Power of Two as Sum of Consecutive Integers

A sum of $k+1$ consecutive integers $n + (n+1) + (n+2) \cdots + (n+k)$ can be written as $\sum_{i=0}^{k}{n+i} = n(k+1) + \frac{(k)(k+1)}{2} = (k+1)\left(n + \frac{k}{2}\right)$ Assume there's a power of 2 that can be written as $(k+1)\left(n + \frac{k}{2}\right)$ for some natural $n$ and $k$ , then both $(k+1)$ and $\left(n + \frac{k}{2}\right)$ must be powers of 2, which means that $k$ must be odd. But that would mean $\left(n+\frac{k}{2}\right)$ is not an integer, and so not a power of 2. This is a contradiction, and so our original assumption was false.

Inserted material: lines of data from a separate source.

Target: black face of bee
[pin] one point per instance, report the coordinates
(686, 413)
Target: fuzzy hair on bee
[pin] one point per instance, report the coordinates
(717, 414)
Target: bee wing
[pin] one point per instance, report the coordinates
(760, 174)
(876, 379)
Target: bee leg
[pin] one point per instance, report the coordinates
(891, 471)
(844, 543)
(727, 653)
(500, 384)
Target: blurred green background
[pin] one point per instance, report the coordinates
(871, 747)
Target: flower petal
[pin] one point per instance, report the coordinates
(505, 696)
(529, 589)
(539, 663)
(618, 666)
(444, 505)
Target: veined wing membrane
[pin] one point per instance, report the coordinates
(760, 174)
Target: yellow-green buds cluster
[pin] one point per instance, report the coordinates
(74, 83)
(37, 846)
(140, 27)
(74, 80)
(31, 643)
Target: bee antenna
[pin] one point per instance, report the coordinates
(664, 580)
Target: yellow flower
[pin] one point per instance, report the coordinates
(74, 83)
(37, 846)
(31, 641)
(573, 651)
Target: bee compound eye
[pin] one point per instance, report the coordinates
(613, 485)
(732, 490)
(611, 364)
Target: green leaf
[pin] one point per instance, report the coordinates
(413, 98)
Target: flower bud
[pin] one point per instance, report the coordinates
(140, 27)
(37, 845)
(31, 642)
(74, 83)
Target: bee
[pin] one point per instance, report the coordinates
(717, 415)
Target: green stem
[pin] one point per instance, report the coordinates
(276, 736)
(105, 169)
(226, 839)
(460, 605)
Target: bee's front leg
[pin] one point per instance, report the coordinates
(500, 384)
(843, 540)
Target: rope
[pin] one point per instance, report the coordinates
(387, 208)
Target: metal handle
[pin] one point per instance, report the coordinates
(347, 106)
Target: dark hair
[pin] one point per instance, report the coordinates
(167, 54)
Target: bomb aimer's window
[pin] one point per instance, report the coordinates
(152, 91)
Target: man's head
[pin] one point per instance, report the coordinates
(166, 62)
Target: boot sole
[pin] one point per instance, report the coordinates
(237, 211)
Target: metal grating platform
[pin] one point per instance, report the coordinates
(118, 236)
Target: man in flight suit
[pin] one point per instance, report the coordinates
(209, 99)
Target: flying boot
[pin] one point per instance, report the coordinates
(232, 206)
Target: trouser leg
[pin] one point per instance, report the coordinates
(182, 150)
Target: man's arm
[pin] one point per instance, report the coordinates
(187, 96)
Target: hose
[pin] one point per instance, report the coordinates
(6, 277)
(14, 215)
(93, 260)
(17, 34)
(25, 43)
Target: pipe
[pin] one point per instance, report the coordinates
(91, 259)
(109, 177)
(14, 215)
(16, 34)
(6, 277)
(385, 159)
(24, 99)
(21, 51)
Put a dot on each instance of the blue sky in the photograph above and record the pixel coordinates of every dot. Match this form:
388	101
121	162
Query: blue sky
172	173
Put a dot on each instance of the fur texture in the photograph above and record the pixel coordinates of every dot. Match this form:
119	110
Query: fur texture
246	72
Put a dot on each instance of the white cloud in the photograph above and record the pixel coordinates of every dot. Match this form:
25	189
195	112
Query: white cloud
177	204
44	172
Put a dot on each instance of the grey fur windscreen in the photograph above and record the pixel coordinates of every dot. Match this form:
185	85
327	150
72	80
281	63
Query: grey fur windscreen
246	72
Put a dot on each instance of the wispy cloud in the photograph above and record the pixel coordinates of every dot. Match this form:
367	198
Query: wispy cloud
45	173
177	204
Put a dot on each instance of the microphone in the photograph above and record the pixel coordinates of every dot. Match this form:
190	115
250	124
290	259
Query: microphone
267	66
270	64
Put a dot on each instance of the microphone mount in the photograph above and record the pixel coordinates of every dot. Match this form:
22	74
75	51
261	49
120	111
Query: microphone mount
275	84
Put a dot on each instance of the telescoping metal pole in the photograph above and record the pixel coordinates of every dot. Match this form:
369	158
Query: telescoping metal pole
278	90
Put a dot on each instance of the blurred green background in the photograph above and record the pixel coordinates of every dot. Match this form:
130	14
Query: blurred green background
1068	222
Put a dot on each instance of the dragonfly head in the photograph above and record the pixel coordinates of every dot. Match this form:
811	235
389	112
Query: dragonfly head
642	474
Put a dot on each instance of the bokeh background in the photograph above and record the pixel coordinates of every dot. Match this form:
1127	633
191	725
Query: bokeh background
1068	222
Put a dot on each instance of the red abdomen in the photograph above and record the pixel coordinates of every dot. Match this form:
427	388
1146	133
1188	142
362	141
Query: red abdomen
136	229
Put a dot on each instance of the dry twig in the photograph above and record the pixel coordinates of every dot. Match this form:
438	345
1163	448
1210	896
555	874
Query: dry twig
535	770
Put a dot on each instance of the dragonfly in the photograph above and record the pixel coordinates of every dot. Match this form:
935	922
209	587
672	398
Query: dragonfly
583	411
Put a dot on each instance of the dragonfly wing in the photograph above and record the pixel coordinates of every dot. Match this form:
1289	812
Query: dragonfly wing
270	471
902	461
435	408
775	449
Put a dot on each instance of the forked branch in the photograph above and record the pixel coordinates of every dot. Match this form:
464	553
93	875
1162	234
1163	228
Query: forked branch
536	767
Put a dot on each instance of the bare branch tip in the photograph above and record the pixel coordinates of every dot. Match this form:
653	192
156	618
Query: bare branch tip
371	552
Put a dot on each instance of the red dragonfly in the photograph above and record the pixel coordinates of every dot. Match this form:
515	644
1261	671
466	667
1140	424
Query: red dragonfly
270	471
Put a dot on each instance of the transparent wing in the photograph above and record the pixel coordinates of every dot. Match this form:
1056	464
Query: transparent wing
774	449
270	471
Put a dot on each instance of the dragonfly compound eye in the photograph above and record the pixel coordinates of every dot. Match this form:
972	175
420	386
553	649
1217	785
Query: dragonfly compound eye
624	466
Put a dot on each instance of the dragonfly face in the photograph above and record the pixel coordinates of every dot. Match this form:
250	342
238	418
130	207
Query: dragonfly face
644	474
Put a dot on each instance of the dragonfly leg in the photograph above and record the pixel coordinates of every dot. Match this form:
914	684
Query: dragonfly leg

Therefore, no power of two can be written as a sum of consecutive integers and $\boxed{\text{There is no such }k}$ is the correct answer.

As with Jose's proof, we take the sum of $(k+1)$ consecutive integers (with $k \geq 1$ ), starting at $n$ , to be

$\sum_{i=0}^k (n+i) = (k+1)(n+\frac{k}{2}) = 2^d$ , for some positive integer $d$ .

Let us rewrite this: $(k+1)(\frac{2n + k}{2}) = 2^d$ , so

$(k+1)(2n+k) = 2^{d+1}$ .

Now we know that all the numbers involved are integers. But if $(k+1)$ is a factor of $2^{d+1}$ , and $k \geq 1$ , $k$ must be odd. Also, if $(2n+k)$ is a factor of $2^{d+1}$ , $k$ must be even. There's the contradiction.